The MGH-developed novel digital droplet polymerase chain reaction (ddPCR) assay can simultaneously detect and monitor two promoter mutations (C228T and C250T) in plasma samples of patients over time. These mutations, known to promote cancer growth, are present in more than 60% of all gliomas, and in 80% of all high-grade gliomas.
Co-principal investigators Leonora Balaj, M.D., and Professor Bob S. Carter, M.D., also of Harvard Medical School, told Healthcare in Europe that the assay took about a year to develop. They tested its sensitivity in 157 patients with TERT mutant or wildtype gliomas who underwent surgery at either MGH or Washington University St. Louis with age-matched healthy patients. The test achieved a sensitivity of 62.5% and a specificity of 90% in 114 patients with glioma who had had a standard tissue-based test to detect TERT mutations. This was tenfold improvement over any prior assay used to detect TERT mutations in the blood.
Writing in Clinical Cancer Research, the MGH Department of Neurosurgery researchers describe several technical optimization strategies they used to detect low concentrations of TERT promoter mutations in plasma. They acknowledge that although tissue biopsy will continue to be the gold standard for molecular diagnosis of glioma, their test may have two immediate applications. When a patient has a suspected malignant tumor in deep or inaccessible locations of the brain, the combination of the liquid biopsy test and MRI could be used with confidence. The liquid biopsy test could also be used to monitor the disease and the effectiveness of treatment, thus minimizing the risks caused by repeated brain biopsies.
We hope the same test can be used for liver, bladder, thyroid cancer and others cancers that harbor TERT mutationsLeonora Balaj
The researchers suggest that liquid biopsy, which effectively samples multiple tumor regions as blood perfuses the solid tumor mass, may ultimately become the gold standard for diagnosis. It could be a more sensitive indicator to detect TERT promoter mutation than a single focal tissue biopsy in some patients due to the heterogeneity of brain tumors. “We currently are focusing on getting the test CLIA validated so we can perform clinical utility studies,” Dr. Balaj told HiE. “We want to know the exact clinical scenarios where this test can be used and how clinical decisions can be made -- or changed -- based on this test. Increasing the sensitivity will require more basic research such as looking for more PCR stabilizers, higher volumes of plasma, and others.”

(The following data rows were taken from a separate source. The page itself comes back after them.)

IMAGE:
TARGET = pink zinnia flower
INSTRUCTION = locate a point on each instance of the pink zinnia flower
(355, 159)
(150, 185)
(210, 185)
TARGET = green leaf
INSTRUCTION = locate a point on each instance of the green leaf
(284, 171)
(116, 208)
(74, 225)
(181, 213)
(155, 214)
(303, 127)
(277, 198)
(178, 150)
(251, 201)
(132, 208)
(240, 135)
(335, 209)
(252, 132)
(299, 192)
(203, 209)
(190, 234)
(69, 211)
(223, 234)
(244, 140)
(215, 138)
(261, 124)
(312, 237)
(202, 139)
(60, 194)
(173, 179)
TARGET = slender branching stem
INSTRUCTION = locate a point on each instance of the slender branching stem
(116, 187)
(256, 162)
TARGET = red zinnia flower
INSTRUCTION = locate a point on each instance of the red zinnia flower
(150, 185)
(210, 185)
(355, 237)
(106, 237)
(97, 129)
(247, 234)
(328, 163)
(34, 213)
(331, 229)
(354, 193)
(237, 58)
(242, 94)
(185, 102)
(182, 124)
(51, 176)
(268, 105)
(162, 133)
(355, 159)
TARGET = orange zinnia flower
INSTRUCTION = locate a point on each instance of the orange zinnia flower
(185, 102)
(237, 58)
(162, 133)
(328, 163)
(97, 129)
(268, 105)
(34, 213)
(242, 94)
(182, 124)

The researchers are also optimizing a test for another mutation (IDH1), to enable both tests to be used simultaneously to diagnose and stratify patients with glioma. Dr. Balaj said they hope to partner with other institutions to increase the number of plasma samples available, because clinical utility studies will require hundreds of samples. "We anticipate that this assay will also offer a sensitive method for detecting mutations in plasma cfDNA in other TERT positive tumors,” she added. “We hope the same test can be used for liver, bladder, thyroid cancer and others cancers that harbor TERT mutations.”